# What do i feed my locust



## Gregcool

Hi guys, whats the best thing to feed my locust while there waiting thete turn to be eaten by my geckos


----------



## stokesy

seem to like anything green and nutritious like spring greens, cabbage etc - don't seem as keen on other veg like grated carrot, apple etc that I give the crix but maybe mine are just wierd!


----------



## Miss Lily

I feed mine mainly on rocket leaves. When I first started keeping chameleons I grew wheat grass which teh locusts loved! I read in a book that in the wild, locusts are a chameleons main source of calcium. That makes so much sense when you think about cows eating grass and producing calcium rich milk!


----------



## Jeffers3

Mixed salad leaves and dandelion leaves (which I also feed to my beardie). I also dust the leaves with calcium supplements and nutrobal, so that the locusts ingest it as well


----------



## jools

This time of year - when everything is growing outdoors - I feed mine on nothing but weeds. I am lucky in that I have access to these and they are not contaminated by pollutants. Dandelions, hawthorn (very good for calcium/phosphorus balance), sticky willie, hibiscus, nettles, sow thistle (good for liver function), clover. But as said above - dark green veg are great.


----------



## Tombo46

jools said:


> This time of year - when everything is growing outdoors - I feed mine on nothing but weeds. I am lucky in that I have access to these and they are not contaminated by pollutants. Dandelions, hawthorn (very good for calcium/phosphorus balance), *sticky willie*, hibiscus, nettles, sow thistle (good for liver function), clover. But as said above - dark green veg are great.


*s******s*


----------



## Pleco07

My beeding colony lived on spring greens and dandy leaves


----------



## Gregcool

*Thakyou*

Excellent guys, just the advice i was hoping for.
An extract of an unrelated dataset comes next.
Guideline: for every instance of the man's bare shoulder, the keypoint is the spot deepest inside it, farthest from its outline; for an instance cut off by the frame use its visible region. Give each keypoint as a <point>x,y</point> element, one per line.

Thankyou very much for yiur time


----------



## GemmaPerks

weeds and grass, use what's free, no need to buy anything extra for them


----------



## i.am.idc

Spring greens


----------



## swift_wraith

+1 for spring greens.


----------



## Jeffers3

Have a word with them Tombo - all this talk of free veg! :lol2:


----------



## Gregcool

*Thankyou guys*

For your advice


----------